Justice Antonin Scalia dissented from the majority. Scalia stated that an alien who has no legal right to be in the United States has no right to release into the country that is trying to expel him or her. Scalia quoted Justice Robert H. Jackson in his dissent, asserting that "Due process does not invest any alien with a right to enter the United States, nor confer on those admitted the right to remain against the national will." [italics in original]

Justice Anthony Kennedy's dissent was joined by Thomas, Scalia and Chief Justice William Rehnquist. Kennedy said Mezei presented a "line-drawing problem"; unlawful (removable) aliens like Zadvydas "who face a final order to removal" may be in a different class than aliens seeking entry, however, the dissenters said the plenary "power to admit or exclude aliens is a sovereign prerogative" that applies anyhow. Kennedy said the majority misapplied the principle of constitutional avoidance by circumventing congressional intent and imposing a six-month limit on detention that was not found in the statute.

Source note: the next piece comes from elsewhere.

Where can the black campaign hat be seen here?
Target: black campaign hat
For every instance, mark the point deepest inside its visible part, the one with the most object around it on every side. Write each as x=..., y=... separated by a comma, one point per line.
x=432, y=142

==Subsequent developments==
===Repatriation of Kim Ho Ma===
Following the 2002 signing of a repatriation agreement between Cambodia and the United States, Kim Ho Ma was deported. As of 2007, he lived in a rural area of Cambodia with his wife.

=== Clark v. Martinez ===

Over 1000 inadmissible aliens (including the Mariel boatlift Cubans) remained in detention beyond the six-month time frame set by the Court in Zadvydas and unlikely to be repatriated. Justice Scalia, despite his dissent in Zadvydas, authored the 7–2 decision in Clark v. Martinez rejecting the Bush Administration's argument that inadmissible aliens who entered the United States unlawfully could be detained indefinitely under §1231(a)(6).The Supreme Court decided Clark v. Martinez on statutory grounds similar to Zadvydas.